29. The method according to claim 27, wherein said database is a command database.

30. The method according to claim 27, wherein said database is a linguistic model.

31. The method according to claim 27, wherein said multi-modal interface further comprises:

a plurality of input devices; and

a plurality of output devices.

32. The method according to claim 31, wherein said input devices are ones selected from a group consisting of a microphone, a remote control, a keyboard, a mouse, and a hand held device.

33. The method according to claim 31, wherein said output devices are ones selected from a group consisting of a television, a projector, a loudspeaker, an audio, a video recorder, and a computer

34. The method according to claim 27, wherein said particular condition is connected to an Internet.

35. The method according to claim 27, wherein said particular condition refers to an inquiry into a specific database.

36. A multi-level recognition method for an interactive entertainment center having a multi-modal interface and an integration system and a server system, comprising:

(a) providing a recognition vocabulary;

(b) classifying said recognition vocabulary according to a length thereof;

(c) performing a first operational recognition via said multi-modal interface in response to one of said length of said recognition vocabulary being smaller than a first threshold and said multi-modal interface having a database corresponding to said recognition vocabulary;

(d) performing a second operational recognition via said integration system in response to said length of said recognition vocabulary being greater than said first threshold and smaller than a second threshold; and

(e) performing a third operational recognition in response to said length of said recognition vocabulary being greater than said second threshold.

37. The method according to claim 36, wherein said first threshold is 1000 words.

38. The method according to claim 36, wherein said second threshold is 100000 words.

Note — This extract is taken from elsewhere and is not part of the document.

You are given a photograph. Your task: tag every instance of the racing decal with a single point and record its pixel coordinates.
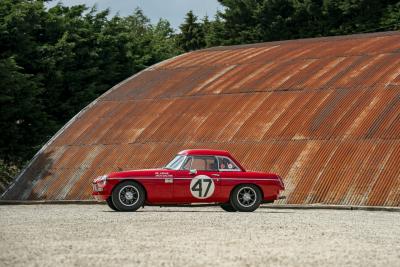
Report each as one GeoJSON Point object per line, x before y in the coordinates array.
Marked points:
{"type": "Point", "coordinates": [163, 175]}
{"type": "Point", "coordinates": [202, 186]}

39. The method according to claim 36, wherein said multi-modal interface further comprises:

a plurality of input devices; and

a plurality of output devices.

40. The method according to claim 39, wherein said input devices are ones selected from a group consisting of a microphone, a remote control, a keyboard, a mouse, and a hand held device.

41. The method according to claim 39, wherein said hand held device is a cellular phone.

42. The method according to claim 39, wherein said hand held device is a personal digital assistance.

43. The method according to claim 39, wherein said output devices are ones selected from a group consisting of a television, a projector, a loudspeaker, an audio, a video recorder, and a computer.

44. The method according to claim 36, wherein said integration system is a set-top box.

45. The method according to claim 36, wherein said server system is a remote server.